Diduga Ikut Deklarasi Pasangan AMAN

Editor : Irman Saleh
Peliput : Mahfud Hi Husen

TIDORE - Badan Pengawas Pemilu (Bawaslu) Tikep tidak main-main dengan dugaan keterlibatan aparatur sipil negara (ASN) di lingkup Pemkot Tikep pada kegiatan deklarasi calon petahana Wali Kota dan Wakil Wali Kota Capt. Ali Ibrahim dan Muhammad Sinen (AMAN) di beberapa lokasi belum lama ini.

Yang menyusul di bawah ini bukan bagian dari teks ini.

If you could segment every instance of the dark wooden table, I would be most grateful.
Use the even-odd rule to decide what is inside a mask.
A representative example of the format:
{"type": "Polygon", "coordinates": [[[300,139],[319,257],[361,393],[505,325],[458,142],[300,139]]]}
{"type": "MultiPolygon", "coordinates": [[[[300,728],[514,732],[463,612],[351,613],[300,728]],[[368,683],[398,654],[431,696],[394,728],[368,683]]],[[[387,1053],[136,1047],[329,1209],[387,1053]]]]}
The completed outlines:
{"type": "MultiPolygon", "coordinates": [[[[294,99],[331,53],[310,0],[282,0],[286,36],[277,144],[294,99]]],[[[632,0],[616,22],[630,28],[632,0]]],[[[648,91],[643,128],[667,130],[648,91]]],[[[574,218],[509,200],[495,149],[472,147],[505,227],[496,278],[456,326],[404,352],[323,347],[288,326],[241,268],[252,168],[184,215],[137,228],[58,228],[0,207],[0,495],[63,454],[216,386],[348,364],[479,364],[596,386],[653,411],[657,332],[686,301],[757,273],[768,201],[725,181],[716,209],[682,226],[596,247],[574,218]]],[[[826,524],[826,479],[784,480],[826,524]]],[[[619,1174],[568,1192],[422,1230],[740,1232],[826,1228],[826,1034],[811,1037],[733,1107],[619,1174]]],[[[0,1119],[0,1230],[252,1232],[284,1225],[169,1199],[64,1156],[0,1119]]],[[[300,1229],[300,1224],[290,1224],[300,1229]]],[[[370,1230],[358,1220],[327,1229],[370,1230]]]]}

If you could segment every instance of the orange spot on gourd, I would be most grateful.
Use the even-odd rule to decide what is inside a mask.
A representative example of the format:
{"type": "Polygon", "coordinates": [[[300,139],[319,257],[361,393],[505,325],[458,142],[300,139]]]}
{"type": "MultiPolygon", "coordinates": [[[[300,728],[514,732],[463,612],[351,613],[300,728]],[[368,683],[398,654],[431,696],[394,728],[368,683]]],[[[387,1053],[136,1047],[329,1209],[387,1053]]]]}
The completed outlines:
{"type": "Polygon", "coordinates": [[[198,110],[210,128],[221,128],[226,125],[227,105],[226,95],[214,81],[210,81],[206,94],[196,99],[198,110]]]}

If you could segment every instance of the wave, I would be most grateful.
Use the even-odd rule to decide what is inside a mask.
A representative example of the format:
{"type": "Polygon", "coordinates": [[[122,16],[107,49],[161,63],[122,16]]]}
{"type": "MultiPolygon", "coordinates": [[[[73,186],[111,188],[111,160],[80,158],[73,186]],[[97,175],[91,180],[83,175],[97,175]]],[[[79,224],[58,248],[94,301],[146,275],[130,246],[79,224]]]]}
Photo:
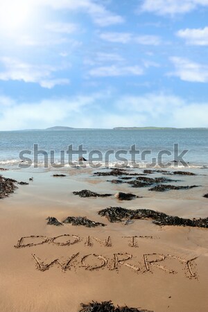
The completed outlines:
{"type": "Polygon", "coordinates": [[[38,163],[28,163],[28,162],[23,162],[20,159],[5,159],[0,160],[0,166],[6,166],[9,168],[43,168],[45,169],[58,169],[58,168],[208,168],[207,165],[199,164],[187,164],[187,166],[184,166],[180,163],[173,162],[171,165],[165,166],[165,164],[153,164],[144,162],[118,162],[111,161],[109,162],[78,162],[73,161],[70,164],[66,162],[64,164],[60,163],[58,161],[55,162],[54,164],[44,164],[43,160],[40,160],[38,163]]]}

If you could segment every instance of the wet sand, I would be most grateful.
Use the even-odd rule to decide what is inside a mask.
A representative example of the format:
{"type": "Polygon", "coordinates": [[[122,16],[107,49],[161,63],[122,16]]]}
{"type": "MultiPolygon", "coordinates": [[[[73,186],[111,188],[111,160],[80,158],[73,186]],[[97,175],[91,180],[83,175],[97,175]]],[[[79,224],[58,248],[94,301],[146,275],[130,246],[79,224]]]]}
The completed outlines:
{"type": "MultiPolygon", "coordinates": [[[[174,177],[182,180],[178,185],[201,187],[164,193],[112,184],[106,182],[112,177],[94,176],[96,171],[69,170],[64,171],[65,177],[53,177],[51,172],[1,173],[26,182],[33,175],[34,181],[19,186],[14,194],[0,200],[0,311],[78,312],[81,302],[112,300],[115,305],[155,312],[205,312],[208,306],[207,229],[159,227],[150,220],[128,225],[110,223],[97,212],[121,206],[182,218],[207,217],[208,200],[202,197],[208,192],[207,176],[203,175],[207,170],[198,170],[193,177],[174,177]],[[73,195],[82,189],[131,192],[143,198],[121,201],[114,196],[73,195]],[[46,220],[48,216],[62,221],[80,216],[106,226],[55,227],[46,220]],[[14,247],[17,245],[20,248],[14,247]],[[44,270],[44,266],[54,260],[44,270]]],[[[154,175],[157,176],[162,175],[154,175]]]]}

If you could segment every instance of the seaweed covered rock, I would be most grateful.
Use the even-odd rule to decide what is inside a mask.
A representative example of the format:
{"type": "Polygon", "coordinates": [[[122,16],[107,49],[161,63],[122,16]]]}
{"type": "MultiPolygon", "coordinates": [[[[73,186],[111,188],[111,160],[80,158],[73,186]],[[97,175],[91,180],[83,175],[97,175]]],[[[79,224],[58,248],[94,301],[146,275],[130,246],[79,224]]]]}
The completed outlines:
{"type": "Polygon", "coordinates": [[[96,175],[99,176],[107,176],[107,175],[114,175],[115,177],[117,177],[118,175],[128,175],[128,173],[126,172],[125,170],[124,169],[118,169],[117,168],[112,169],[111,171],[108,171],[108,172],[95,172],[94,173],[96,175]]]}
{"type": "Polygon", "coordinates": [[[80,191],[73,192],[74,195],[78,195],[80,197],[109,197],[112,196],[112,194],[99,194],[98,193],[92,192],[88,189],[83,189],[80,191]]]}
{"type": "Polygon", "coordinates": [[[195,173],[189,171],[173,171],[173,174],[179,175],[196,175],[195,173]]]}
{"type": "MultiPolygon", "coordinates": [[[[81,304],[82,309],[79,312],[148,312],[147,310],[139,310],[137,308],[114,306],[111,301],[103,302],[92,302],[88,304],[81,304]]],[[[153,312],[153,311],[149,311],[153,312]]]]}
{"type": "Polygon", "coordinates": [[[72,225],[84,225],[87,227],[105,227],[105,225],[99,222],[94,222],[86,217],[67,217],[63,223],[71,223],[72,225]]]}
{"type": "Polygon", "coordinates": [[[150,187],[153,184],[153,182],[141,182],[138,180],[134,180],[134,181],[128,181],[127,182],[128,184],[130,184],[132,187],[150,187]]]}
{"type": "Polygon", "coordinates": [[[67,177],[66,175],[53,175],[53,177],[67,177]]]}
{"type": "Polygon", "coordinates": [[[29,183],[28,183],[28,182],[18,182],[18,184],[19,184],[19,185],[28,185],[29,184],[29,183]]]}
{"type": "Polygon", "coordinates": [[[0,175],[0,199],[5,198],[14,193],[15,190],[17,189],[15,183],[17,183],[17,181],[0,175]]]}
{"type": "Polygon", "coordinates": [[[85,157],[79,157],[79,162],[87,162],[87,160],[85,157]]]}
{"type": "Polygon", "coordinates": [[[61,222],[59,222],[56,218],[48,217],[46,220],[48,220],[47,224],[49,225],[55,225],[57,227],[59,225],[63,225],[63,224],[61,222]]]}
{"type": "Polygon", "coordinates": [[[107,182],[110,182],[111,183],[113,183],[114,184],[123,183],[123,181],[122,181],[122,180],[107,180],[107,182]]]}
{"type": "Polygon", "coordinates": [[[156,192],[165,192],[166,191],[170,191],[171,189],[190,189],[193,187],[198,187],[198,185],[191,185],[187,187],[176,187],[175,185],[168,184],[160,184],[156,185],[156,187],[152,187],[149,191],[155,191],[156,192]]]}
{"type": "Polygon", "coordinates": [[[182,225],[208,228],[208,218],[187,219],[168,216],[163,212],[151,209],[127,209],[121,207],[111,207],[98,211],[101,216],[107,218],[110,222],[122,222],[125,220],[151,219],[158,225],[182,225]]]}
{"type": "MultiPolygon", "coordinates": [[[[132,194],[132,193],[119,192],[116,193],[114,196],[121,200],[132,200],[135,198],[139,198],[139,196],[137,196],[137,195],[132,194]]],[[[141,197],[139,198],[141,198],[141,197]]]]}

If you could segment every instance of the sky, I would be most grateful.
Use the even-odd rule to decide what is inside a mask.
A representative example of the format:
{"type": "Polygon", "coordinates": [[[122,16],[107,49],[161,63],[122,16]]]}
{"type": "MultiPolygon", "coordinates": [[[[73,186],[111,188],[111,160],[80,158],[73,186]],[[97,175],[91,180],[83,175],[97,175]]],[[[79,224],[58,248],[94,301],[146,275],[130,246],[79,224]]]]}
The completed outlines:
{"type": "Polygon", "coordinates": [[[208,0],[0,6],[0,130],[208,127],[208,0]]]}

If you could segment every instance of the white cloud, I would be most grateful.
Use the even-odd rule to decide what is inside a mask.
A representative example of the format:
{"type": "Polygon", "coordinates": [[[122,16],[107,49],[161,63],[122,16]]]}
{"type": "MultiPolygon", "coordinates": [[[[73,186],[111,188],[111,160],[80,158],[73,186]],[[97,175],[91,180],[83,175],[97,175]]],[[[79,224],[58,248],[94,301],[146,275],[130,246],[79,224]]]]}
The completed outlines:
{"type": "Polygon", "coordinates": [[[45,28],[53,33],[72,33],[78,29],[77,25],[71,23],[51,23],[45,28]]]}
{"type": "Polygon", "coordinates": [[[143,0],[139,10],[158,15],[184,14],[198,6],[208,6],[208,0],[143,0]]]}
{"type": "Polygon", "coordinates": [[[208,66],[190,61],[182,58],[171,58],[175,71],[170,76],[179,77],[182,80],[191,83],[208,82],[208,66]]]}
{"type": "Polygon", "coordinates": [[[94,0],[31,0],[35,6],[46,6],[54,10],[78,10],[87,12],[97,25],[104,27],[124,22],[120,15],[108,10],[94,0]]]}
{"type": "Polygon", "coordinates": [[[187,44],[196,46],[208,45],[208,27],[204,28],[187,28],[177,31],[176,35],[184,39],[187,44]]]}
{"type": "Polygon", "coordinates": [[[18,80],[38,83],[42,87],[52,88],[56,85],[69,83],[68,79],[53,79],[53,72],[59,69],[48,65],[33,65],[10,58],[2,58],[0,62],[3,69],[0,71],[0,80],[18,80]]]}
{"type": "Polygon", "coordinates": [[[36,103],[19,103],[0,96],[0,130],[58,125],[74,128],[208,127],[207,114],[208,102],[190,101],[164,93],[115,96],[105,92],[36,103]]]}
{"type": "Polygon", "coordinates": [[[129,33],[103,33],[100,38],[110,42],[127,44],[132,40],[132,34],[129,33]]]}
{"type": "Polygon", "coordinates": [[[94,77],[115,77],[120,76],[142,75],[143,69],[139,66],[112,65],[96,67],[91,69],[89,74],[94,77]]]}
{"type": "Polygon", "coordinates": [[[135,38],[135,41],[139,44],[150,46],[158,46],[162,43],[159,37],[150,35],[138,36],[135,38]]]}
{"type": "Polygon", "coordinates": [[[134,35],[130,33],[102,33],[100,38],[109,42],[121,44],[137,43],[143,45],[158,46],[162,43],[160,37],[152,35],[134,35]]]}

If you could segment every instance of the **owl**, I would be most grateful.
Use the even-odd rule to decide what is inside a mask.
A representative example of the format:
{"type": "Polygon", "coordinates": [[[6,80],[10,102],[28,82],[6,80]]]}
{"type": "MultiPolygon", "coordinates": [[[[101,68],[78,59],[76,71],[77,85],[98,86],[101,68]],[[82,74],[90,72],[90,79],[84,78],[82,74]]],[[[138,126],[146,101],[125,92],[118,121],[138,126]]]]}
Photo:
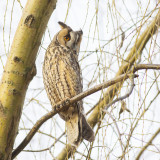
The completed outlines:
{"type": "MultiPolygon", "coordinates": [[[[58,22],[61,30],[54,36],[47,48],[43,79],[52,106],[82,92],[82,75],[78,63],[78,53],[82,40],[82,30],[73,31],[63,22],[58,22]]],[[[59,112],[65,121],[69,144],[77,146],[82,138],[92,142],[94,132],[86,121],[83,102],[78,101],[59,112]]]]}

Bahkan Bawaslu memiliki bukti dugaan keterlibatan ASN dan penggunaan fasilitas negara dalam deklarasi tersebut.

Ketua Bawaslu Tikep, Bahrudin Tosofu mengatakan bahwa dugaan keterlibatan oknum ASN ini saat ini telah dibahas secara internal dan sudah diplenokan di tingkat pimpinan. Bahkan pihaknya sudah melakukan koordinasi ke KASN maupun Bawaslu Provinsi, dan petunjuknya adalah mendalami dugaan keterlibatan itu sesuai dengan prosedurnya. Untuk itu, dalam waktu dekat akan dilayangkan surat panggilan terhadap sejumlah ASN yang diduga terlibat itu untuk klarifikasi.

Dirinya menjelaskan bahwa sekalipun tahapan pilkada ini belum jalan, namun posisi sebagai seorang ASN tidak bisa terlibat aktif dalam politik. Apalagi dalam deklarasi maupun silaturahmi yang dilakukan pasangan calon. "Karena ini dilarang keras," ujarnya. Terkait dengan dugaan penggunaan fasilitas negara, pihaknya telah membentuk tim untuk melakukan investigasi lebih mendalam.

Di samping investigasi, juga akan dilakukan pemanggilan terhadap yang bersangkutan. Untuk itu diri mengimbau kepada yang dilayangkan surat panggilan klarifikasi oleh Bawaslu nanti, diharapkan haris hadir. "Karena kalau tidak hadir sampai tiga kali, maka Bawaslu akan mengambil kesimpulan sesuai dengan bukti sah yang dikantongi yang nantinya direkomendasi ke KASN," terangnya.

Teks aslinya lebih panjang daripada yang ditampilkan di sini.